Feel Good Fall Films

For me, November is always a rough month. All the bright promise of October—with its last days of sun and gorgeous foliage—has usually withered away by now and transformed into blustery gloom, cold rain, and threats of snow (or actual snow, depending on the weather), while the holiday season is still an entire month off.

Winter is coming…but Autumn lingers on, reluctant to go, and so November is also the month where I indulge in maximum coziness. To combat the sudden lack of sunlight and the lower temperatures, I dig out my light therapy lamp, my sweaters, and my softest blanket, ready to settle into something warm and comforting. Including regarding my media consumption.

…This may be a result of burnout after a long and hectic year, now that I’m thinking about it, but whatever the cause, I’m happy and ready to be soothed.

On that note, and wonderfully paralleling Alyssia’s post about ‘Over the Garden Wall’, here are some of my favourite movies that strike the perfect balance of autumnal, cozy, a little bit melancholy, and ultimately hopeful.

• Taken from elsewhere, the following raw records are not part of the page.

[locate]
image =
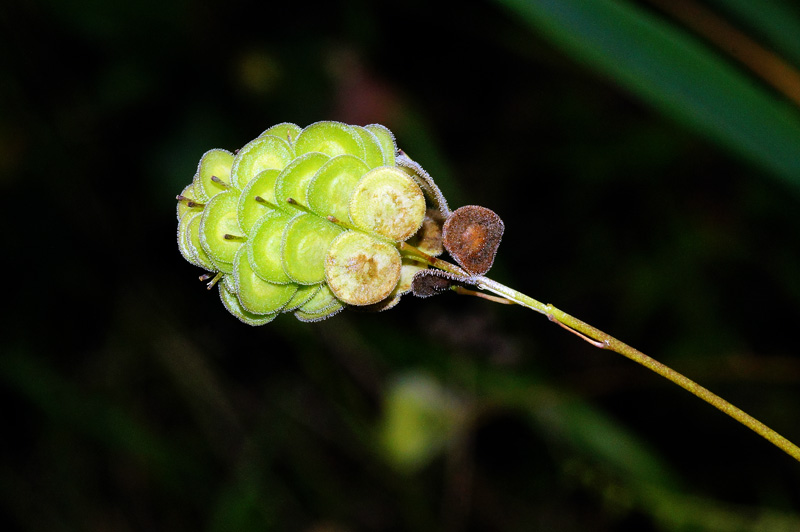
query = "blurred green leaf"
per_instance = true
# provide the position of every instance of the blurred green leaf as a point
(675, 73)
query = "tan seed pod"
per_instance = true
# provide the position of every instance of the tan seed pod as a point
(360, 269)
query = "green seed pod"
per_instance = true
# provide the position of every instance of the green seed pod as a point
(306, 240)
(386, 141)
(293, 182)
(231, 302)
(330, 191)
(330, 138)
(310, 221)
(257, 199)
(187, 202)
(373, 154)
(255, 294)
(214, 164)
(286, 131)
(264, 248)
(264, 153)
(220, 234)
(302, 296)
(189, 242)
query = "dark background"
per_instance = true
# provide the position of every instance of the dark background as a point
(133, 401)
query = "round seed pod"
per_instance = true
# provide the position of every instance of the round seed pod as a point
(220, 234)
(323, 300)
(189, 242)
(264, 153)
(302, 296)
(187, 202)
(285, 130)
(373, 156)
(330, 138)
(323, 305)
(386, 141)
(388, 202)
(214, 163)
(231, 302)
(318, 316)
(360, 269)
(250, 209)
(330, 190)
(293, 181)
(305, 221)
(472, 235)
(306, 241)
(264, 247)
(255, 294)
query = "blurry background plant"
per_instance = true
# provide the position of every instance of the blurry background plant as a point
(648, 182)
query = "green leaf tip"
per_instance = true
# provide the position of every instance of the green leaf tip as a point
(314, 220)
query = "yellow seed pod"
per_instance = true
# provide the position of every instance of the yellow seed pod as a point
(388, 202)
(360, 269)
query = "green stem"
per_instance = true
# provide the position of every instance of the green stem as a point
(602, 340)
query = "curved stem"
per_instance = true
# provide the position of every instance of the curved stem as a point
(604, 341)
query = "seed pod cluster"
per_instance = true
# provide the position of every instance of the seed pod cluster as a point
(307, 221)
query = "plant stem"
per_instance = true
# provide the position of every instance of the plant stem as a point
(602, 340)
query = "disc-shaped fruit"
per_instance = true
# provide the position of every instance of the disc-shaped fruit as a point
(187, 202)
(264, 247)
(304, 294)
(188, 229)
(220, 234)
(255, 294)
(388, 202)
(330, 138)
(323, 300)
(249, 209)
(285, 130)
(294, 179)
(231, 302)
(330, 191)
(386, 140)
(319, 316)
(306, 240)
(360, 269)
(373, 155)
(264, 153)
(199, 256)
(214, 163)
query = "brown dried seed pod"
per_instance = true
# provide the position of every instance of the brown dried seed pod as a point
(472, 235)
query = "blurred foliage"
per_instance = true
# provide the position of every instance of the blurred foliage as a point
(633, 162)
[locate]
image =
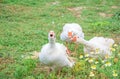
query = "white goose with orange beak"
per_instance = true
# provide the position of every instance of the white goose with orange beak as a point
(70, 30)
(54, 54)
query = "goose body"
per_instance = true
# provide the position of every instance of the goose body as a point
(54, 54)
(97, 46)
(74, 28)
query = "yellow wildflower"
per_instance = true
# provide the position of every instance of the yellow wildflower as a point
(86, 55)
(108, 64)
(81, 56)
(93, 67)
(91, 74)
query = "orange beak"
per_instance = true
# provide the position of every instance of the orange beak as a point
(74, 39)
(70, 34)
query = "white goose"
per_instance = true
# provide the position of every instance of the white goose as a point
(69, 30)
(54, 54)
(97, 46)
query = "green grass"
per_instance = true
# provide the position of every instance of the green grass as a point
(24, 26)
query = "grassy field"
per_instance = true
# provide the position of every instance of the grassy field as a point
(24, 27)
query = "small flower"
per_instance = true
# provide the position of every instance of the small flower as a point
(106, 56)
(91, 52)
(86, 59)
(108, 64)
(112, 49)
(93, 67)
(97, 50)
(96, 62)
(115, 45)
(119, 54)
(91, 74)
(81, 56)
(115, 74)
(103, 61)
(90, 60)
(86, 55)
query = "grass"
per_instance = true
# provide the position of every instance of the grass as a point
(24, 25)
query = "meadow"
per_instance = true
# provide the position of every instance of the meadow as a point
(24, 27)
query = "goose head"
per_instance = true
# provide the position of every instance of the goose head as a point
(51, 37)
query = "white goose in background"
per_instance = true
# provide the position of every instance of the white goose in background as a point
(69, 30)
(54, 54)
(97, 46)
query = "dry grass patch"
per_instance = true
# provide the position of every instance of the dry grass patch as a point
(76, 11)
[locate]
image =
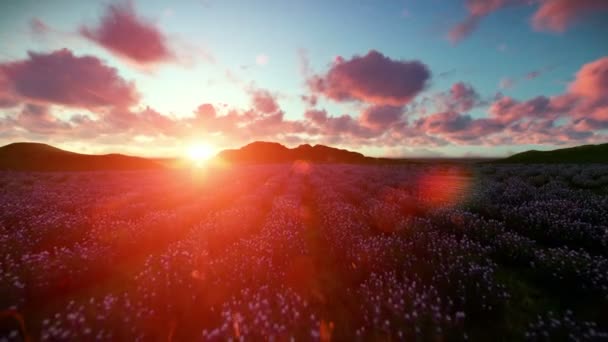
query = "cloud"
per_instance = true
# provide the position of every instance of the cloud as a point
(60, 77)
(591, 81)
(380, 117)
(458, 128)
(125, 34)
(463, 97)
(477, 9)
(264, 101)
(551, 15)
(557, 15)
(37, 119)
(7, 97)
(373, 78)
(261, 59)
(39, 27)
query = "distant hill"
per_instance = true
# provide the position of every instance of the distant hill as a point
(586, 154)
(25, 156)
(272, 152)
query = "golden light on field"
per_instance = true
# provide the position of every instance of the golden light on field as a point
(200, 153)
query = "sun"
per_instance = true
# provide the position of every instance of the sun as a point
(199, 153)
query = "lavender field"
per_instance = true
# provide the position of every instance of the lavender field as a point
(306, 252)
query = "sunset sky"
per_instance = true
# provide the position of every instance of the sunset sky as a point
(405, 78)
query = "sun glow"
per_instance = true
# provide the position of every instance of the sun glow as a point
(199, 153)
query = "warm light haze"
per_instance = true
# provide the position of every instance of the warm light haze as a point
(398, 78)
(304, 170)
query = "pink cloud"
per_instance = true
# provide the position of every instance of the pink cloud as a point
(551, 15)
(125, 34)
(38, 26)
(477, 9)
(591, 81)
(373, 78)
(7, 97)
(459, 128)
(264, 101)
(557, 15)
(60, 77)
(380, 117)
(463, 96)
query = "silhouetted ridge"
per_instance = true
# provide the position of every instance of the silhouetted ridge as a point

And though I am an adult, I do enjoy animated kids’ movies both for their own sake and for the nostalgia factor, so there are some recommendations of that nature too!

Cover of Fantastic Mr. Fox

Fantastic Mr. Fox

A wily fox uses his formidable cunning to outsmart three feeble-minded farmers, who resort to extreme tactics to protect their chickens in director Wes Anderson’s animated adaptation of the popular Roald Dahl children’s book.

Why it’s on the list: there is nothing so autumnal as foxes. Also, the colour scheme of the movie is primarily orange, burgundy, brown, and yellow, with some contrast of grim greys and blues, which to me is very October-leading-into-November.

Cover of Midnight in Paris

Midnight in Paris

Gil Pender is a screenwriter and aspiring novelist. Vacationing in Paris with his fiancée, he has taken to touring the city alone. On one such late-night excursion, Gil encounters a group of strange—yet familiar—revelers, who sweep him along, apparently back in time, for a night with some of the Jazz Age’s icons of art and literature. The more time Gil spends with these cultural heroes of the past, the more dissatisfied he becomes with the present.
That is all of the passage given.